Kelli McBride


  Copyright Kelli McBride 2003-2009

Graphics designed by Kelli McBride and are for her exclusive use.

Handouts for college classes maybe used as per fair use practice.  All other documents on this site written by Ms. McBride are copyright protected.  Please email her for rights to use.


MLA Documentation Overview

(2009 MLA Guidelines)

 PDF File       Power Point Presentation

When using material from outside sources, we must document that use or else we are guilty of plagiarism.  The Modern Language Association (MLA) has a 2-step process: parenthetical notation and a works cited page. The Troyka and Hesse QA Compact handbook presents more detailed information in Chapter 35. You can find a sample research paper on pp. 413-21 that shows not only how to use parenthetical notation but also how to format a works cited page.


Parenthetical Notation:

This is the in-text information you give the reader at the time you use outside material. At the end of the sentence or passage in which you have quoted, paraphrased, or summarized a source, you use a parenthesis to indicate author and page number.


o A quotation would look like this: “Anger and bitterness had preyed upon me continually for weeks” (Keller 147).

o A summary of Keller’s words would look like this: Before Helen Keller met Anne Sullivan and learned about language, her life was full of rage and frustration (147).


Notice the difference in the parenthetical information. If I use Keller’s name in my sentence and that clearly identifies her as the author of the information, then I only need to use the page number in parentheses.  An exception to this rule is if I have more than one work by Keller that I cite in my essay. Look in Troyka and Hesse or more details on using parenthetical notation.


Works Cited:

The second step to complete documentation is the works cited page, which always appears as the last page in an essay.  This page lists the complete publication information for each source you use in an essay. Without this page, we would have to put all the information in our text, which would be distracting. A works cited page has the following rules:


1.  Always alphabetize by author’s last name (or if no author given, the title of the source). So Helen Keller’s piece would be listed under K for Keller.

2.  Always double space, using NO extra space between sources.

3.  Use hanging indent for each entry (first line is flush with the margin and subsequent lines in that entry are indented).

4.  Include information concerning publication. This differs for the type of source, and those differences are listed in Troyka and Hesse, Chapter 35.  For works from our class reader, you should follow example #11 on p.392 if you only refer to one essay from our book.

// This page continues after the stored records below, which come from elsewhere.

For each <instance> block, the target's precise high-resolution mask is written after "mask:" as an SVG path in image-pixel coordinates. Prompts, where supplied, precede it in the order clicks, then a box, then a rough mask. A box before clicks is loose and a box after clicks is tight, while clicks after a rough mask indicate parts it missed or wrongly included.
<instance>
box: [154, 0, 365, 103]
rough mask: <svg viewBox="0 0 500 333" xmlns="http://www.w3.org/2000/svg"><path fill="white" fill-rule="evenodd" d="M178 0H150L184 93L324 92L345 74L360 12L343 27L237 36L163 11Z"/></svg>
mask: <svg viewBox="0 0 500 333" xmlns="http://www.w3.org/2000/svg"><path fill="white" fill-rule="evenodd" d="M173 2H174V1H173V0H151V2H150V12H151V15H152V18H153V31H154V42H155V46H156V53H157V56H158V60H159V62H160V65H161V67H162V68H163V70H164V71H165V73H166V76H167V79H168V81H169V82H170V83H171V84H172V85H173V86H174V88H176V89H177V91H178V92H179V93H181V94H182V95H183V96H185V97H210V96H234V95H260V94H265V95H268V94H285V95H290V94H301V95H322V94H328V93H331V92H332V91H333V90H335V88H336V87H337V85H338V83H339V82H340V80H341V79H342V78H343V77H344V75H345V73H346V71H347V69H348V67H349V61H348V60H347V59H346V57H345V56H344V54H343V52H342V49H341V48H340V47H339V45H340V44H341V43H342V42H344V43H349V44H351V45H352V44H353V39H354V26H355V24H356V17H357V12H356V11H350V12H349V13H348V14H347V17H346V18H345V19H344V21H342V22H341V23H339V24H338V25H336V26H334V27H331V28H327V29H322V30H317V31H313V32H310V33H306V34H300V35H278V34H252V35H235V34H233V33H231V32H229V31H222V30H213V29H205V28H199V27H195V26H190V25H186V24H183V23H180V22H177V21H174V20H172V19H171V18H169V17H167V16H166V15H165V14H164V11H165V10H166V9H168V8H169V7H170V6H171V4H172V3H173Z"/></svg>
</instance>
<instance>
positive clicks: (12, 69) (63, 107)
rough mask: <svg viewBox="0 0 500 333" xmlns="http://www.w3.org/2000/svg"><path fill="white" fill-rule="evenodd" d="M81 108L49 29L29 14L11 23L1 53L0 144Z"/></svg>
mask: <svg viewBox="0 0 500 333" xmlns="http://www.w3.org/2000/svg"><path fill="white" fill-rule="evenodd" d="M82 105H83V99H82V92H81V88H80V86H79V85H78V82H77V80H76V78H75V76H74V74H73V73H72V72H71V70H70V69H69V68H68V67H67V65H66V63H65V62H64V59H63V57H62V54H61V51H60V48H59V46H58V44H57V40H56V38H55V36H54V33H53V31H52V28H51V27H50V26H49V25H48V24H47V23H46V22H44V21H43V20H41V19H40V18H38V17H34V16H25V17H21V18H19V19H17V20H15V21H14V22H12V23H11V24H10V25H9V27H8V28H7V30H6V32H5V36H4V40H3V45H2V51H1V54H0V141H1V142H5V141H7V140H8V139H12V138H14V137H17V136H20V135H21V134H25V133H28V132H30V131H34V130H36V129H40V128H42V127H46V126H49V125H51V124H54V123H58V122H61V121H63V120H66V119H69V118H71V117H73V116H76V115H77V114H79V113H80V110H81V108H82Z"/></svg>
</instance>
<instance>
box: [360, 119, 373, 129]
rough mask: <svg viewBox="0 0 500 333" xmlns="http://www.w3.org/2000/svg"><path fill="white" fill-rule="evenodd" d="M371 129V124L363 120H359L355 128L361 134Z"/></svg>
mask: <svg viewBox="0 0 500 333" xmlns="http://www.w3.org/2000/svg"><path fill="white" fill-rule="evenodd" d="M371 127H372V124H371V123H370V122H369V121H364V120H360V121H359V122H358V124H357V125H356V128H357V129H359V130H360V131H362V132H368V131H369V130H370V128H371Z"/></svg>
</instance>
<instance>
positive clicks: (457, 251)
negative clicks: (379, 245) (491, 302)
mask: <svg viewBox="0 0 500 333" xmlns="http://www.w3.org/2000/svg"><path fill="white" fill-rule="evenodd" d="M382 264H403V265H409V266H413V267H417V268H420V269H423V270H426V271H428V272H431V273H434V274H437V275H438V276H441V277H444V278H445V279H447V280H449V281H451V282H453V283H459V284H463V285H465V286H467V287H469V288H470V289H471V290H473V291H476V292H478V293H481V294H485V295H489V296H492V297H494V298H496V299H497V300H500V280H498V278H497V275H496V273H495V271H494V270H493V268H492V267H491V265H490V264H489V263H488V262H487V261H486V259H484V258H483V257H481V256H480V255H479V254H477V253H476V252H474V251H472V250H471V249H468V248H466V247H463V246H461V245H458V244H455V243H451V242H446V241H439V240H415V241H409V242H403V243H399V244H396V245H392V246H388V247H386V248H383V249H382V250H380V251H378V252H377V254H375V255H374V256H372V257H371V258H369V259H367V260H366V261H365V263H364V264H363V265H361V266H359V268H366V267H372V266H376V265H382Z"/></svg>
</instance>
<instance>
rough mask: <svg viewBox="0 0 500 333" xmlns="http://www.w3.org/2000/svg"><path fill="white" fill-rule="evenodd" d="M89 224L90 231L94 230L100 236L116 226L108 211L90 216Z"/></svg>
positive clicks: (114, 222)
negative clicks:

If you refer to two or more essays, you should follow example #11.  Here’s how a work cited entry from Helen Keller would look:


Work Cited

 Keller, Helen. “The Day Language Came into My Life.” The Power of Language; The Language of Power. Ed. Jessica Isaacs, et al. 2nd ed. Boston: Pearson, 2006. 147-49. Print.

Because individual sources have different information that needs citing, you should refer to Quick Reference 35.1  on pp. 386-89 in Troyka and Hesse. This gives you all the information you might need for an entry. The list for electronically accessed databases, like Ebsco, is on pp. 397-98, and the list for a variety of Internet sources is on pp. 399-405.  Please refer to these as you are assembling your works cited page.